I don't have those results yet. What I have is a hypothesis: that specialized agents with curated research contexts will produce more grounded, more useful analysis than general models operating on broad training data alone. And that the self-improving loop will compound that advantage over time as the knowledge base becomes more specific to the actual problems being solved.
I plan to test this in my own workflow, starting with a domain where I can evaluate quality against my own expertise. If it works, the pattern scales: one expert agent becomes a panel, each covering a different domain, each maintaining its own research context, all available to contribute perspectives on whatever problem I'm working.
The product gap
Karpathy ends his post by noting that "there is room here for an incredible new product instead of a hacky collection of scripts." I agree, and I'd frame the gap more broadly.

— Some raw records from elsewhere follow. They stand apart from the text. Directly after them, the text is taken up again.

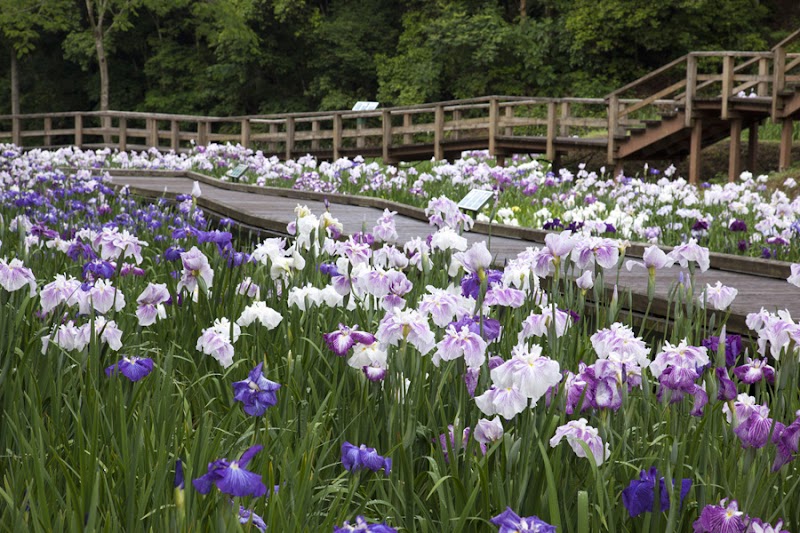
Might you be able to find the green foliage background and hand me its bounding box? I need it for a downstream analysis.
[0,0,800,115]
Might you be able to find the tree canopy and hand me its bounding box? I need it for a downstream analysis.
[0,0,800,115]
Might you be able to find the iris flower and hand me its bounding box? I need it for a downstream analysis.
[192,445,267,497]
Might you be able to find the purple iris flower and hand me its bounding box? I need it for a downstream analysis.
[448,315,500,342]
[461,269,503,300]
[342,441,392,476]
[692,499,747,533]
[164,246,186,261]
[622,466,692,518]
[175,459,185,490]
[716,368,737,402]
[728,218,747,231]
[319,263,341,278]
[701,333,742,366]
[233,363,281,416]
[333,516,397,533]
[192,444,267,497]
[83,259,117,280]
[322,324,375,357]
[491,507,556,533]
[106,357,153,381]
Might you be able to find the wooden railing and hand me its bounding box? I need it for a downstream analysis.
[0,30,800,162]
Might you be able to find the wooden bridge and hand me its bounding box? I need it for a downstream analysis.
[0,30,800,183]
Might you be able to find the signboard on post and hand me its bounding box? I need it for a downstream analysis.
[458,189,494,213]
[225,165,250,181]
[353,102,380,111]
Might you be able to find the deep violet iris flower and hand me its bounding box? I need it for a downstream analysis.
[192,444,267,497]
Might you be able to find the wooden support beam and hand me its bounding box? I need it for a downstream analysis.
[545,101,558,162]
[558,102,570,137]
[747,122,758,170]
[44,117,53,146]
[169,120,181,154]
[683,54,697,128]
[239,118,250,148]
[722,55,734,120]
[756,57,769,96]
[433,105,444,161]
[728,118,742,183]
[503,106,514,137]
[119,117,128,152]
[381,109,392,165]
[606,94,619,165]
[311,120,319,150]
[147,118,159,149]
[75,114,83,148]
[333,113,342,161]
[689,118,703,185]
[778,118,794,170]
[285,117,294,160]
[489,98,500,156]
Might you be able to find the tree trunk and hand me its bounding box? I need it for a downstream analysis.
[92,26,111,145]
[11,48,20,115]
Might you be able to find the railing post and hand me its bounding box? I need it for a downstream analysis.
[381,109,392,165]
[75,113,83,148]
[689,118,703,185]
[267,123,278,154]
[606,94,619,164]
[721,54,733,120]
[356,118,365,148]
[286,117,294,160]
[311,120,319,150]
[489,98,500,157]
[778,117,794,170]
[333,113,342,161]
[239,118,250,148]
[169,120,181,154]
[756,57,769,96]
[197,120,208,146]
[11,115,22,146]
[44,117,53,146]
[728,118,742,183]
[403,113,414,144]
[147,118,158,149]
[683,54,697,128]
[545,100,557,162]
[559,102,570,137]
[433,105,444,161]
[772,46,786,118]
[503,105,514,137]
[453,109,461,140]
[119,117,128,152]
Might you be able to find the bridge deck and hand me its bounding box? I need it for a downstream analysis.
[113,172,800,333]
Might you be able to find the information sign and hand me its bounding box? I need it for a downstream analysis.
[225,165,250,180]
[458,189,494,213]
[353,102,380,111]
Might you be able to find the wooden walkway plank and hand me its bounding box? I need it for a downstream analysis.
[112,172,800,334]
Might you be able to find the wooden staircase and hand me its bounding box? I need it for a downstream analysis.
[606,30,800,183]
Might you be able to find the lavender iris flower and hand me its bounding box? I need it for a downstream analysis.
[491,507,556,533]
[342,441,392,476]
[333,516,397,533]
[233,363,281,416]
[106,357,153,381]
[192,445,267,497]
[622,466,692,518]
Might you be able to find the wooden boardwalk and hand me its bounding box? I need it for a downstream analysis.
[0,30,800,183]
[112,171,800,334]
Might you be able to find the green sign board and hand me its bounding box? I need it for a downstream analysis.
[225,165,250,180]
[458,189,494,213]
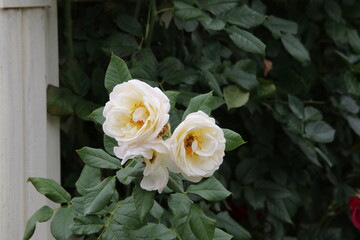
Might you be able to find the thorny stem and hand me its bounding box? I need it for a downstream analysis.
[134,0,142,19]
[97,203,121,239]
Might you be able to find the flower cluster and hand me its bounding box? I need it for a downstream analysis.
[103,79,225,192]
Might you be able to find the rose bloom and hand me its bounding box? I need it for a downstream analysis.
[103,79,170,144]
[114,138,174,193]
[167,111,225,182]
[349,197,360,228]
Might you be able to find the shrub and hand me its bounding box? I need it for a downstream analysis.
[28,0,360,240]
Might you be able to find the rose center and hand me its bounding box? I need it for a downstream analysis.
[184,134,201,156]
[132,106,149,128]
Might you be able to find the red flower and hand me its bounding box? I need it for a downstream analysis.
[348,197,360,228]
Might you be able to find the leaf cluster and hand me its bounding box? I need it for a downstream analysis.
[41,0,360,240]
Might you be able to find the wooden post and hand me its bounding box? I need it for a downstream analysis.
[0,0,60,240]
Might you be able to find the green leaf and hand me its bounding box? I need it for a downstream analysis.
[70,216,105,235]
[216,212,251,240]
[76,147,121,169]
[46,85,77,116]
[338,96,360,114]
[101,223,131,240]
[228,26,265,55]
[113,196,143,229]
[74,98,99,121]
[132,185,155,221]
[219,5,266,28]
[344,72,360,96]
[305,121,335,143]
[223,128,246,151]
[190,205,216,240]
[235,158,260,185]
[213,228,233,240]
[116,161,144,185]
[304,107,323,121]
[203,71,222,96]
[347,29,360,54]
[28,178,71,203]
[186,177,231,201]
[60,58,90,96]
[198,15,226,31]
[182,92,214,120]
[288,95,304,119]
[23,206,53,240]
[167,172,184,193]
[255,181,291,199]
[168,193,192,218]
[224,67,259,91]
[150,201,165,222]
[164,69,200,85]
[281,34,310,63]
[50,207,75,240]
[75,165,101,195]
[132,223,176,240]
[84,177,115,215]
[325,19,346,42]
[199,0,238,15]
[224,85,250,109]
[314,147,333,167]
[164,91,180,111]
[104,134,118,155]
[267,199,292,224]
[324,0,342,22]
[264,16,298,39]
[102,32,139,57]
[88,107,105,125]
[158,57,184,77]
[345,115,360,136]
[173,1,203,21]
[105,54,132,92]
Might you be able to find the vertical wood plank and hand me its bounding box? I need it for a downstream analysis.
[0,0,60,240]
[0,10,25,239]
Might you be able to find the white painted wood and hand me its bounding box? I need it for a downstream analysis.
[0,0,52,8]
[0,0,60,240]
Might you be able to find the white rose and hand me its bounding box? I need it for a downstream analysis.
[114,139,171,193]
[167,111,225,182]
[103,79,170,144]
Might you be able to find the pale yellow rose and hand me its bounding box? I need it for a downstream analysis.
[103,79,170,145]
[167,111,225,182]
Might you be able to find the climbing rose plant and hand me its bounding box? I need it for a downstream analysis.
[24,55,248,240]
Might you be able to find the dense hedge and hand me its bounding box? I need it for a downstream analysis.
[48,0,360,240]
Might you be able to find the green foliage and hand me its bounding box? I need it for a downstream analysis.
[28,178,71,203]
[25,0,360,240]
[23,206,53,240]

What's missing is a development environment for people who work with information rather than code. Software engineers have IDEs, version control, testing frameworks, linters, deployment pipelines — an entire ecosystem built around the assumption that the primary artifact is software. Knowledge workers directing AI agents have none of this. We're cobbling together terminal sessions, markdown viewers, and ad-hoc scripts because nothing was designed for the workflow.
The fact that someone like Karpathy converged on the same improvised stack I did — terminal input, Obsidian output, directory structures as architecture, LLMs as the authoring layer — suggests this is a pattern, not a personal quirk. It reveals the shape of what's missing.
I'll follow up with results once I've tested the expert agent approach against a real baseline.